Luka, our other main character, is expertly written, bouncing back and forth from an almost petulant child to an intellectual giant who can argue with God if he needed to. It’s a deep portrayal, at times frustrating because we want to break through the mental illness and get to know him, and at others, wonderfully endearing. Luka is a man who struggles with his illness, his own past, his love and loathing for James, and a realization about himself that seems far less acceptable than his illness, especially in the family into which he has been born. Just when we think we know Luka, he surprises us and by the end of the novel, when Luka comes to a peace with part of his life, we as readers are proud of him, thankful and touched.
We do, as the story progresses, meet Patrick and the younger Micky, both of whom have moved on to lead respectable lives. While they each play relatively minor roles in the story, each character’s spirit permeates the book, their absence becoming a character all its own. In short even though the characters are missing for the majority of the story, we feel them. We feel we know them. And when we do meet them, they are almost exactly as we had pictured them. That is a pretty impressive piece of writing, each character a sort of Godot known by their absence and second hand stories.

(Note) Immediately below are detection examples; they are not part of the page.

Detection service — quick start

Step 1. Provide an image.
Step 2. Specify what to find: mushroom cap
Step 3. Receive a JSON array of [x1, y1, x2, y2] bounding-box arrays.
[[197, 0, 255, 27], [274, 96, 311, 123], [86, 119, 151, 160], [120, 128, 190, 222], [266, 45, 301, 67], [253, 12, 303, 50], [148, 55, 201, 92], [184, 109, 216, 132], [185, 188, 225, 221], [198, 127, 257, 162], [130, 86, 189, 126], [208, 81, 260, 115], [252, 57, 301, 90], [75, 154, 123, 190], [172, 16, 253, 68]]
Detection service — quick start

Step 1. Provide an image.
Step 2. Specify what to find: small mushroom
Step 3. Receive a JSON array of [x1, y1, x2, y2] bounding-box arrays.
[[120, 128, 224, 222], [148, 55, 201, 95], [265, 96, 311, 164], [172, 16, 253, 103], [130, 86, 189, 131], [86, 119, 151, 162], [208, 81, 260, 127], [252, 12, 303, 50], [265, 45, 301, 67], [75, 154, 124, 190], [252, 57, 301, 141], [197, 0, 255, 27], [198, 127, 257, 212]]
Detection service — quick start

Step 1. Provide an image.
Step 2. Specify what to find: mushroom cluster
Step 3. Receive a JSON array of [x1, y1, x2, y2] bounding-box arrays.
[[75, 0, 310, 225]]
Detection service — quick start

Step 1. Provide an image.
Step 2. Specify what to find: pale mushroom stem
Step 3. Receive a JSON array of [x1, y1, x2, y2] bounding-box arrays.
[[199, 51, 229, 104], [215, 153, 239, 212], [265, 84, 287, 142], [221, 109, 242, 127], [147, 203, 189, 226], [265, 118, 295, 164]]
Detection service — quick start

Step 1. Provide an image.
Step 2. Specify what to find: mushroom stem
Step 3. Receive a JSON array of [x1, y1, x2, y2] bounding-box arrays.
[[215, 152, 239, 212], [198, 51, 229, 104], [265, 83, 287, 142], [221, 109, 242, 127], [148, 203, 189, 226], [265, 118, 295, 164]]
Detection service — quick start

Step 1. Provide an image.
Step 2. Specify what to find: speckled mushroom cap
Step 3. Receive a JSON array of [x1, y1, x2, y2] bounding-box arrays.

One thing I especially appreciated about this novel is that structure-wise Richards was unafraid of the use of flashback, inserting them only where it was necessary to provide illumination, and trusting that her readers could keep up. There’s no talking down in this novel, no sermonizing, no judgment. Just two men, their lives as stark and real as Richards could portray it.
If I had to find one fault with the novel, it lies in, perhaps, its greatest strength…its realism. Mouth of the Lion is a brutal, honest look at damaged lives. I found myself at times fascinated with and other times repulsed by these men. I also often found myself amused, angry or sympathetic. The range of emotions Richards puts us through is astounding, but there is one that is missing…joy. As a reader, I found myself needing to take breaks from these men, praying that something good would happen to them, if only for a minute. I’ve known people like them, the melodrama that can ensure, and sometimes you just need to get away from it…maybe just like Patrick and Micky. I got a taste of that–of the possible peace–in Luka’s realization at the end of the novel, but I wanted more of that sprinkled into the story here in there. It gives the reader a break from the drama, while at the same time giving us glimpses of what life could be for these men.
But in the end, this is an engrossing, exceptionally well-written novel. It isn’t light reading, but it is a fascinating portrayal of the search for self forgiveness, redemption, and the love, loathing and histories that come along with families. You may come away feeling a bit drained after reading this novel, but you’ll also come away feeling full, knowing you’ve met some real people just fighting to make their way.